Later: home now, and unpacked. I must unpack everything or else I feel like I am still at odds. Found sand in the cuff of my jeans from going to the beach at dusk with everyone to watch the sunset. A fitting end, everybody (even Chap) watching the sun sink into the horizon. I hope we stay in touch, though I am bad at that. I hope I keep writing, and if I learned nothing else, it's that I will stick with something, provided I have concrete goals. Keep going, keep writing, keep connecting with people who you might not otherwise have met, keep taking risks, even if those risks make your heart ache later.

Chap, slightly aware that we will be leaving soon.


Art again.


Near the hallway to the stairs. 
Note Chap running up the stairs and his bald spot. 

Art in the studio. 

Michelle's space, empty. 

The roof. 

Ilse's space.

Barn doors that lead outside. 

Art in Ilse's room.

These are the gifts we left behind for the August people who will come on Tuesday. 

And the note we included with tips about what to do in Montauk. 

Shannon in a sweatshirt we found together at the rummage sale on Saturday. 

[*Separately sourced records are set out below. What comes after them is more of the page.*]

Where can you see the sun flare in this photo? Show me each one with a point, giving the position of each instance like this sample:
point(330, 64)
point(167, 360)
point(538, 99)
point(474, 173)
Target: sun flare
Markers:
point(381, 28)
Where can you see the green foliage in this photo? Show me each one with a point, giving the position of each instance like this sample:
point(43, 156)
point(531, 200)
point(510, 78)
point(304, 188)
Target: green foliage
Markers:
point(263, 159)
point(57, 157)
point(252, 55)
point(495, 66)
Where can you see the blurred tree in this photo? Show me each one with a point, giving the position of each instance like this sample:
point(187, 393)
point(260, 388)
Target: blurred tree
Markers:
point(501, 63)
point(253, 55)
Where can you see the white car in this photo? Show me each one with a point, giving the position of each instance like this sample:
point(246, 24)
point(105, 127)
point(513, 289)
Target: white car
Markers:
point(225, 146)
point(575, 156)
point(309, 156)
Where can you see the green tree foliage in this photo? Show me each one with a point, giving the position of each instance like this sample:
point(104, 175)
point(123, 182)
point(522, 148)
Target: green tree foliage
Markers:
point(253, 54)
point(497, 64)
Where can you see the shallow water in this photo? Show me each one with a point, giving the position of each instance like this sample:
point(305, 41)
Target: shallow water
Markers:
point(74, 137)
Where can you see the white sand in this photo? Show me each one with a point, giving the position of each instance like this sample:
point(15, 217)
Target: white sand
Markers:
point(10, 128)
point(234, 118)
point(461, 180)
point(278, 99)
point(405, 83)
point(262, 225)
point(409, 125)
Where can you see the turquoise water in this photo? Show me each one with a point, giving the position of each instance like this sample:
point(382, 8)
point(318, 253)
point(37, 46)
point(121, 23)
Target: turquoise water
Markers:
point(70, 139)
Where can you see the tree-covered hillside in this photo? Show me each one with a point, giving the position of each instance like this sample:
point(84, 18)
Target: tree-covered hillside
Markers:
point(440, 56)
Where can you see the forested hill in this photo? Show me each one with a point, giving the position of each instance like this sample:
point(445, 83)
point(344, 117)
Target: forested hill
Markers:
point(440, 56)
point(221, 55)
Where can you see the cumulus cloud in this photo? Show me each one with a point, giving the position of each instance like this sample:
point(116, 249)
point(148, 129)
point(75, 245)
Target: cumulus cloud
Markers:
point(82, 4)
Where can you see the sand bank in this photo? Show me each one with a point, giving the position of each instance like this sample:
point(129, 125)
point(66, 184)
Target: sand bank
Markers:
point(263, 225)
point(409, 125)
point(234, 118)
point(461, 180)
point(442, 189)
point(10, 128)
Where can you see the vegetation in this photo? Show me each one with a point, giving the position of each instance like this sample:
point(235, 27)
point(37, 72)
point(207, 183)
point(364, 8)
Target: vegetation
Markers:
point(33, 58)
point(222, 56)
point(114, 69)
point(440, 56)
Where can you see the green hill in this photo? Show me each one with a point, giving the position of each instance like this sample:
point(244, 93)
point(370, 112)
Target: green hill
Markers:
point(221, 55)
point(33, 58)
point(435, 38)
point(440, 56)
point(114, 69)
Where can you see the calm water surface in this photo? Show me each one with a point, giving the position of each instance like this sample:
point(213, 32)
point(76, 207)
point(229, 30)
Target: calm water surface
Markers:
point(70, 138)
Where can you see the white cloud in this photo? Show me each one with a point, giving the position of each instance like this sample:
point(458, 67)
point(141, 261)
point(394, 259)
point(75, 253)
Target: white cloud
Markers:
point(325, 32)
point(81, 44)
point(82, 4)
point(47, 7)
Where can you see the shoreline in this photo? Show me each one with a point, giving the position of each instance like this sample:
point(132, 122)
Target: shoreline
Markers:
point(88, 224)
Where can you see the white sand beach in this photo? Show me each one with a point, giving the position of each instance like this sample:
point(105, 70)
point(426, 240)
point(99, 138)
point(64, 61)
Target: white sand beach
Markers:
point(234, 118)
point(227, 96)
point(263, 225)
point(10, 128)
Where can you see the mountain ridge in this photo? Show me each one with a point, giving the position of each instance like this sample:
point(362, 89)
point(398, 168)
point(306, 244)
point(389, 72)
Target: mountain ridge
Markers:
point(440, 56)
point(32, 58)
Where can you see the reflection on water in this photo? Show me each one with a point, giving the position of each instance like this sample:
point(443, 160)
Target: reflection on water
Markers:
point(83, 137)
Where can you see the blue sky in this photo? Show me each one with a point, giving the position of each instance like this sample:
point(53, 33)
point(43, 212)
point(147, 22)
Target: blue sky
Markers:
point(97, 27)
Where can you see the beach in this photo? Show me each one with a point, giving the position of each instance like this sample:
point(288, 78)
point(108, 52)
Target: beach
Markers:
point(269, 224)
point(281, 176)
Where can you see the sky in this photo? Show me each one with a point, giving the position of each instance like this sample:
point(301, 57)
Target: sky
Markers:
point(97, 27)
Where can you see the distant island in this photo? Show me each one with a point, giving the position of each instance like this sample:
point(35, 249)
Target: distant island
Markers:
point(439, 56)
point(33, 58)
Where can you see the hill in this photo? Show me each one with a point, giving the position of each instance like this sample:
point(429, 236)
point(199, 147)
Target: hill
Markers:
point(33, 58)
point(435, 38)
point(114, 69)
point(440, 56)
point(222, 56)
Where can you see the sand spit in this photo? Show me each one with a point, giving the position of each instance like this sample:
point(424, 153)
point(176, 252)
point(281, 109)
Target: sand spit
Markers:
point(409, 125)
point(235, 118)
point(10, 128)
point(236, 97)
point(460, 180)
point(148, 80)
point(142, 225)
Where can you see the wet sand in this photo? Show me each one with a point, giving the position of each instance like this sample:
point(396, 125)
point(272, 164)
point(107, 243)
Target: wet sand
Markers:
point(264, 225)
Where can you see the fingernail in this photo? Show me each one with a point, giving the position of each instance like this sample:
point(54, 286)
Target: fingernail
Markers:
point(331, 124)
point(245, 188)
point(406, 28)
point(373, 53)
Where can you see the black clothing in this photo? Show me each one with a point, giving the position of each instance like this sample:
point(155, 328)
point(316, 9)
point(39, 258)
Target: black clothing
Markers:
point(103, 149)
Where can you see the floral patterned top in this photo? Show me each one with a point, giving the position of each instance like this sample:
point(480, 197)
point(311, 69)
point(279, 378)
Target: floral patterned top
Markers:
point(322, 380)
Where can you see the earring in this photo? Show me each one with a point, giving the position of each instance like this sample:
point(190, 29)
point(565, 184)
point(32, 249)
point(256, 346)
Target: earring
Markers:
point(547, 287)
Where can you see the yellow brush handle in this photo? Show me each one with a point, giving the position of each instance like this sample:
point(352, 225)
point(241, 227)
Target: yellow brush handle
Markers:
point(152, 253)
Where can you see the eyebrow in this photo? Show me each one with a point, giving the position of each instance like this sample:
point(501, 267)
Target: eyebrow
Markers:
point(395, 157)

Raluca, wrapped in blanket, walking Chap by the beach. 
The two of us. I wear a sweatshirt I also found at the rummage sale the second Saturday. 

Chap in the wind. 

Shannon pointing to ? (unknown)

Ilse asked a guy to take our picture. He did so reluctantly and then she returned the favor with more enthusiasm. 

Moon, last night.

Wrote my name on the wall in the bedroom closet this afternoon before we left, below the person who came before me.